Revealing Secrets in SPARQL Session Level
This work addresses the problem of understanding user behaviors for intention prediction and query optimization in SPARQL-based knowledge graphs, though it is incremental as it builds on existing session-level analysis in other domains.
The paper tackled the lack of systematic research on user behaviors in SPARQL search sessions by conducting a comprehensive investigation over massive real-world query logs, assessing query changes based on structural and data-driven features.

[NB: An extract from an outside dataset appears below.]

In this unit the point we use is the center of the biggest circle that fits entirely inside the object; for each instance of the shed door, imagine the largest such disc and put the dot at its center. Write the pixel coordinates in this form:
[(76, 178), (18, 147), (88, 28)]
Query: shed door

Based on Semantic Web technologies, knowledge graphs help users to discover information of interest by using live SPARQL services. Answer-seekers often examine intermediate results iteratively and modify SPARQL queries repeatedly in a search session. In this context, understanding user behaviors is critical for effective intention prediction and query optimization. However, these behaviors have not yet been researched systematically at the SPARQL session level. This paper reveals secrets of session-level user search behaviors by conducting a comprehensive investigation over massive real-world SPARQL query logs. In particular, we thoroughly assess query changes made by users w.r.t. structural and data-driven features of SPARQL queries. To illustrate the potentiality of our findings, we employ an application example of how to use our findings, which might be valuable to devise efficient SPARQL caching, auto-completion, query suggestion, approximation, and relaxation techniques in the future.